Po horyzont - Część 4

Statek zdawał się kołysać, procenty zadziałały na nie przyzwyczajoną do picia Susan. Powoli wspinała się po  stromych schodkach na pokład. Zauważyła jak oszust obłapia zgrabną szatynkę, nie dając jej się oddalić. Patrzyła na niego, nie kryjąc zażenowania.  
- Miałam ochotę na … więcej, przecież mówiłam, że wrócę, źle mnie zrozumiałeś?
- Cindy, to nie tak.
- A jak?
- Ona mi pomaga, to nikt ważny.  
- W czym ci pomaga, w piciu?
- Kotku, pracuje dla mnie, przecież ci mówiłem, czym się zajmuję. Oblewaliśmy ostatni sukces.
- Ostatnio tłumaczyłeś, że pracujesz w pojedynkę. - powiedziała, patrząc mu z niedowierzaniem w oczy.
- A myślisz, że każda sprawa jest łatwa?
Miedzianowłosa przysłuchiwała się ich rozmowie, nie rozumiejąc o co chodzi. Wyszła na pokład, wykręcając polaną rumem bluzkę.  
- Lucas, jaka sprawa? - spytała Susan rozbawiona.
- Ta, którą prowadzimy, no … przecież wiesz. - dodał, puszczając do nie porozumiewawczo oko.
- Nie wiem. - odparła ośmielona po procentach.
- Nierozgarnięta ta twoja współpracownica – zaśmiała się Cindy – Zwolnij ją, jako detektyw dasz sobie radę sam.
Gdy dziewczyna usłyszała, co powiedziała jego znajoma, parsknęła głośno śmiechem.  
- Detektyw … dobre, przecież jesteś zło… - nie dokończyła, bo zatkał jej usta ręką.
- Za dużo wypiła, mówi od rzeczy.
Wtedy dostał kopniaka w kostkę, aż krzyknął.  
- Zwariowałaś!?
- Sam zacząłeś, kłamczuchu.
Oszust nie wiedział co ma zrobić, gdyż Susan zdecydowanie zbyt dużo mówiła.
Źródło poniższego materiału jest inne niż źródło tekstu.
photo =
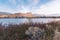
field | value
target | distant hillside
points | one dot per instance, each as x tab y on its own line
4	13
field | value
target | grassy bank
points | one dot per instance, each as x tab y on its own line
17	32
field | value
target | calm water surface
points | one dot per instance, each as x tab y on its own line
25	20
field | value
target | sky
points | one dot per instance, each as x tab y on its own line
35	6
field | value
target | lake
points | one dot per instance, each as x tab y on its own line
6	21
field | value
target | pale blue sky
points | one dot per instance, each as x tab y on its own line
21	5
35	6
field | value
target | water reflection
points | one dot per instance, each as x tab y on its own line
25	20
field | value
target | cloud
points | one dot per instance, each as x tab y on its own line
12	2
52	7
3	8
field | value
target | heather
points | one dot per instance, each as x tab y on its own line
24	31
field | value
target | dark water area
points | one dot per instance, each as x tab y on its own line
6	21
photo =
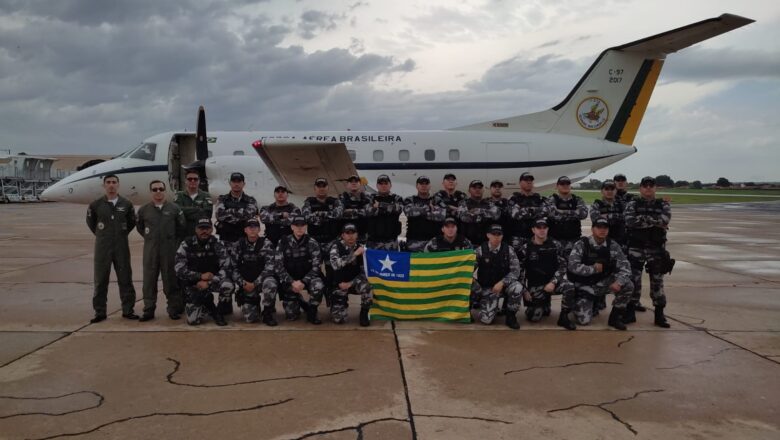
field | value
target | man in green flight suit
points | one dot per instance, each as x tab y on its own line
111	218
162	225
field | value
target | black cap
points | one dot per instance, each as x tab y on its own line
496	229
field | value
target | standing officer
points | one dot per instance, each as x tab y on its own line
647	220
347	262
253	273
383	224
111	218
498	274
423	216
477	214
163	226
526	206
449	239
545	270
356	205
194	203
276	216
298	260
598	267
566	211
203	265
233	209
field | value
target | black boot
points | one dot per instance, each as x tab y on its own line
629	317
660	319
364	321
563	320
616	319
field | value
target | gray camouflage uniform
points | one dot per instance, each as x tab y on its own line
586	290
192	260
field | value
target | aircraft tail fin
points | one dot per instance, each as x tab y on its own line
610	99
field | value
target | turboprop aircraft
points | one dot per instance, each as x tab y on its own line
594	126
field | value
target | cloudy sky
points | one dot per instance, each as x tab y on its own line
91	77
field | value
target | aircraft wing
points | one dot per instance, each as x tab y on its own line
296	163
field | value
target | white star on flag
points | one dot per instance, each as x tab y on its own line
387	263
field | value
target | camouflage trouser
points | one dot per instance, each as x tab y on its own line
488	300
340	300
292	301
252	300
201	302
587	295
639	259
534	310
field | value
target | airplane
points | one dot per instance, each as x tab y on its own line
594	126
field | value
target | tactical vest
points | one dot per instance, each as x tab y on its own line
351	270
591	256
384	227
251	259
275	231
420	228
492	268
328	229
653	236
297	259
541	262
570	227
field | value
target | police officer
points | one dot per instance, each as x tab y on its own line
545	271
163	226
111	218
565	211
383	224
449	239
477	214
203	267
346	258
597	266
498	274
525	206
449	198
193	202
647	220
253	273
356	206
298	260
234	209
423	216
276	216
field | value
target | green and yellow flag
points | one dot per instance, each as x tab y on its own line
434	286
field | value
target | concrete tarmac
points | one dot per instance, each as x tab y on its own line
714	374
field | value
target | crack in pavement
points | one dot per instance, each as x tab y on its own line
166	414
100	397
563	366
601	407
177	364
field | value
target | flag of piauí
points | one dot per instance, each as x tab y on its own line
433	286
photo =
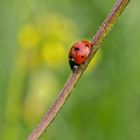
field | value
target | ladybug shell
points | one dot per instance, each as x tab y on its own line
79	53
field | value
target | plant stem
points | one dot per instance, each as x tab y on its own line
75	76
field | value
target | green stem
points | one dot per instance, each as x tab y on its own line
74	77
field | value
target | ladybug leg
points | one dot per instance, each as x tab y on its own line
73	65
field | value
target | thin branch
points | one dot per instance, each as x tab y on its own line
75	76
Zaczynał żałować, że nie zabrał jej wcześniej butelki. Cindy patrzyła na oboje przewracając oczami.  
- Oszukujesz mnie – odparła zdegustowana – nic tu po mnie.
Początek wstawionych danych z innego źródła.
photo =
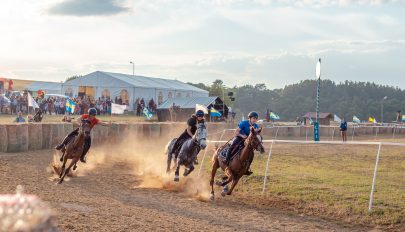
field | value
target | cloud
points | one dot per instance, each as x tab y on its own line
82	8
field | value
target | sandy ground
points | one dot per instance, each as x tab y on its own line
106	196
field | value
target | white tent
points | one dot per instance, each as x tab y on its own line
129	87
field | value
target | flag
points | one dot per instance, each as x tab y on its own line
336	118
201	107
371	119
32	102
274	116
356	119
70	106
215	113
147	113
118	109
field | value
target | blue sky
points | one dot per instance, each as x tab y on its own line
237	41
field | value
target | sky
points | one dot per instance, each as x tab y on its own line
238	41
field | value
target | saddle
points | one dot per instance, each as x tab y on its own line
236	151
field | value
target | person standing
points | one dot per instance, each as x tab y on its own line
343	129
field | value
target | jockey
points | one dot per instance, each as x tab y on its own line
241	133
91	116
189	132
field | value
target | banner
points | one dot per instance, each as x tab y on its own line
336	119
372	120
274	116
356	119
118	109
201	107
32	102
70	106
147	113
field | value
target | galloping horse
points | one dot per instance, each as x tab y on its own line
188	152
239	164
74	149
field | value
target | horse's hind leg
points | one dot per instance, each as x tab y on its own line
169	162
189	169
176	174
215	167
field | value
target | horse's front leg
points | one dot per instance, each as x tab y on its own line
176	174
215	167
233	184
63	167
73	162
169	162
189	169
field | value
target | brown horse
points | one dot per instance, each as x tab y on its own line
74	149
239	165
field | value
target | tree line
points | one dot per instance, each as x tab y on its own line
345	99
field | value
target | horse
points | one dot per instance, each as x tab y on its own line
239	164
74	149
188	152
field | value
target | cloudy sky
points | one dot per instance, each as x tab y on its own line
239	41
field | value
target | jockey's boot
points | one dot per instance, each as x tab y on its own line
82	158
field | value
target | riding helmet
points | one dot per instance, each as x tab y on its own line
199	113
253	114
92	112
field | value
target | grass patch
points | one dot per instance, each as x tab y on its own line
331	181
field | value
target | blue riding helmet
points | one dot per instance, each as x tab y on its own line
253	114
199	113
92	112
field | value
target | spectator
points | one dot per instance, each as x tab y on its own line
19	117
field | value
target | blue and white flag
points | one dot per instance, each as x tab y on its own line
147	113
70	106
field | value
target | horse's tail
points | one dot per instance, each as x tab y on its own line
169	145
215	155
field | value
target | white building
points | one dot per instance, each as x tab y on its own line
105	84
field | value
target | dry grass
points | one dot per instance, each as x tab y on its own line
331	181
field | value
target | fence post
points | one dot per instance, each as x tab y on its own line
267	167
374	178
354	128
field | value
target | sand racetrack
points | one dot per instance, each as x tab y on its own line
106	196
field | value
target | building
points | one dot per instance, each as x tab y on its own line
129	87
324	118
184	107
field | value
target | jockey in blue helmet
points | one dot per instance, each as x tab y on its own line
241	133
189	132
91	117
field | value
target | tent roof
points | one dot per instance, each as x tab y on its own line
37	85
187	102
135	81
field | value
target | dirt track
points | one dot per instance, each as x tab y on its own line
106	199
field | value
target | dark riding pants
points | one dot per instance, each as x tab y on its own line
235	143
179	142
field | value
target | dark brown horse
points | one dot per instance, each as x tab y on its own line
74	149
239	165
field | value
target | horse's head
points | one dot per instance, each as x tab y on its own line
85	127
201	135
255	139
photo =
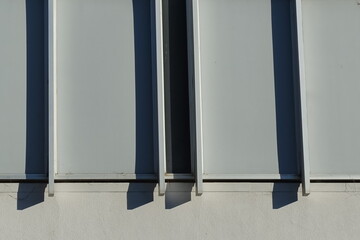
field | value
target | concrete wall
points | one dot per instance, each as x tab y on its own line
225	211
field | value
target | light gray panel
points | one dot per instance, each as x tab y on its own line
238	93
100	126
12	86
332	61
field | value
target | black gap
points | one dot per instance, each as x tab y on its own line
176	87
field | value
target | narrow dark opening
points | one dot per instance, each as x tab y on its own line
176	87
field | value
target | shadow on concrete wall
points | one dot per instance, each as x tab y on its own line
140	194
283	27
177	194
30	194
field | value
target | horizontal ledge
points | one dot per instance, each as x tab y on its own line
335	177
105	176
22	176
251	177
181	187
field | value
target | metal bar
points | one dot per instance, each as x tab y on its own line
304	118
52	97
197	97
160	95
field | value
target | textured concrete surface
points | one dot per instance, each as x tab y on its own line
135	211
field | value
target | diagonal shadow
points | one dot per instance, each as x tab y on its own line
30	194
282	25
145	82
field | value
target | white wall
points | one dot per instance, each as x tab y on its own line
225	211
- Kotku, Cindy, zaczekaj … - dobiegł do niej, ale najwyraźniej już nie chciała z nim rozmawiać.
Próbował jeszcze coś zdziałać, ale długonoga kochanka odeszła bez słowa. Rudowłosa widziała, jak zdenerwowany kopie pobliski kosz na śmieci, wysypując z niego całą zawartość. Susan widziała gniew w jego oczach, gdy wracał na łódź, pomimo tego rozbawiona dodała.
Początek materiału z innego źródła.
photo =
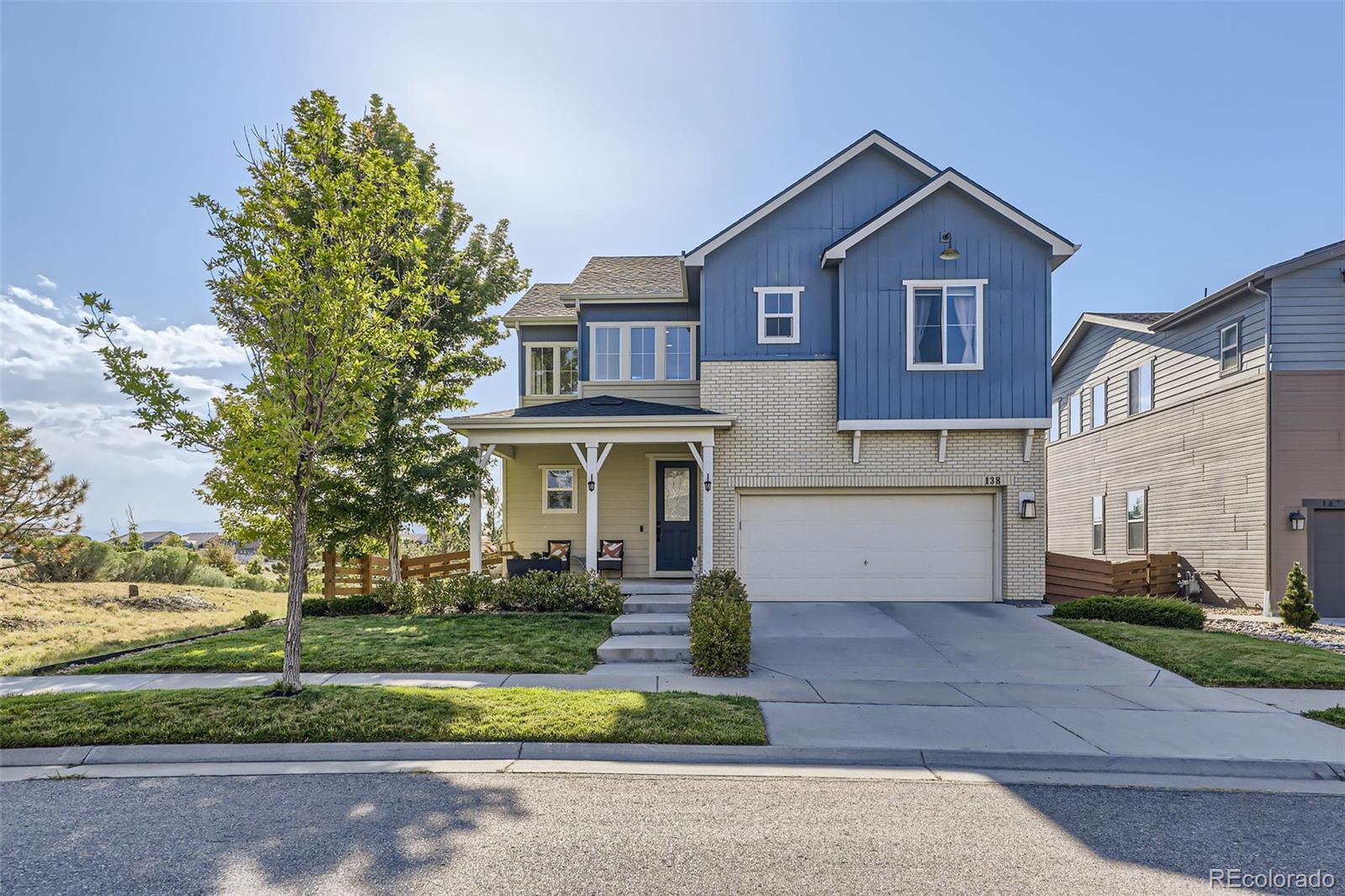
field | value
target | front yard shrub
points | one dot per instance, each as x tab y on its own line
721	625
1297	607
1163	613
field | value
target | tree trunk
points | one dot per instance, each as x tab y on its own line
394	553
298	582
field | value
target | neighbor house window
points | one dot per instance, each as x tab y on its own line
553	370
1142	387
1137	521
945	324
1230	349
558	490
677	353
607	353
1100	526
778	314
642	353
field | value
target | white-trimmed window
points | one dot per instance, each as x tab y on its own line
677	353
1137	521
1230	349
558	490
1100	525
642	353
652	351
1100	401
607	353
553	369
778	314
945	324
1142	387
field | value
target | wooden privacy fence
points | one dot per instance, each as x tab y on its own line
361	575
1073	577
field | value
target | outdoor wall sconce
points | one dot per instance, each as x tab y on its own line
950	253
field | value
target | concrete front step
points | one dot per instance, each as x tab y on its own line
651	625
636	649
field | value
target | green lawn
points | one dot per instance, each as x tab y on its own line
1221	660
1333	716
484	643
249	716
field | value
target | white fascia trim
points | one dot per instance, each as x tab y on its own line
975	423
1059	248
697	256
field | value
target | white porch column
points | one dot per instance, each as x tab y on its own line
708	509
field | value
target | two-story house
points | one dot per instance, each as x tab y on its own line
1216	430
844	394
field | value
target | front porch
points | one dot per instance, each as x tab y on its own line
603	468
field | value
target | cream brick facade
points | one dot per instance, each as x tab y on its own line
786	436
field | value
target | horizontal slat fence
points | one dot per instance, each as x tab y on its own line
1075	577
361	575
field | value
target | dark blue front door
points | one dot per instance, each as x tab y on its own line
674	514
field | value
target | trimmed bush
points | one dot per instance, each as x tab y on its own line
1163	613
351	606
208	577
721	625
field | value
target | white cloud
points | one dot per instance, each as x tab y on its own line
31	298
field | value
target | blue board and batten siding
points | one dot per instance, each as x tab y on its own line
783	249
1015	381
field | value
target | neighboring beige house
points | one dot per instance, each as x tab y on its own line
1216	430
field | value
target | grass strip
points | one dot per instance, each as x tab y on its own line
374	714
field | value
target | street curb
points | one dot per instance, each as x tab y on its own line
74	757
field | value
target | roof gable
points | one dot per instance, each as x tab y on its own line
874	139
1060	248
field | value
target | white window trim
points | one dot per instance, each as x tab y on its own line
659	349
943	316
575	499
794	318
1237	347
556	360
1094	405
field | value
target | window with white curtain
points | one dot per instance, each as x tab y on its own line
945	324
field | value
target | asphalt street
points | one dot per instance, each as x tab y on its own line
421	833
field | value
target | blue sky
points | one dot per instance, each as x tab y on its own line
1181	145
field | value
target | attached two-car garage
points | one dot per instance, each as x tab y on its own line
867	546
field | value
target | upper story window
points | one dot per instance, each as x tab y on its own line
778	314
1142	387
553	369
1230	349
607	353
1100	401
945	324
652	351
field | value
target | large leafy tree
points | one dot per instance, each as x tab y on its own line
320	276
412	468
33	503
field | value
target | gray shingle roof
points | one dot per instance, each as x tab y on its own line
623	276
542	300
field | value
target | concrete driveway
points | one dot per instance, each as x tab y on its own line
932	642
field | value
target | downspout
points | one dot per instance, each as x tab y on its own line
1266	607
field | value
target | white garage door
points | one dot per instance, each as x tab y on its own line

- Nie chciała z powrotem stringów?

Zamiast się uśmiechnąć, popchnął ją prosto do wody. Nie zdążyła zareagować i po chwili głośny plusk rozległ się po okolicy. Patrzył w wodę, czekając aż dziewczyna wypłynie, ale ujrzał tylko bąbelki docierające do powierzchni. Dotarło do niego, że to nie żarty, czyżby użył zbyt wiele siły? Skoczył za nią tak jak stał, nurkując pod wodę. Szukał jej w pobliżu i gdy tylko zlokalizował nieprzytomną Susan, zaczął wyciągać dziewczynę w stronę pomostu. Wygramolił się z wody, ciągnąc za sobą miedzianowłosą towarzyszkę. Z przerażeniem zobaczył, że musiała się o coś uderzyć, bo uparcie nie dawała znaku życia. Zaczął ratować nieszczęsną, robiąc sztuczne oddychanie, którego nauczył się niegdyś na kursie. Wreszcie Susan otworzyła oczy i wykrztusiła wodę, którą się zachłysnęła. Patrzył na nią z przerażeniem, ciesząc się, że na powrót odzyskała świadomość. Mokre ubranie przylegało do jej ciała, patrzyła na niego w wyrzutem.  
- Wystraszyłaś mnie.
- A ty chciałeś mnie zabić?
- Nie, za dużo mielisz jęzorem, wyprowadziłaś mnie z równowagi i …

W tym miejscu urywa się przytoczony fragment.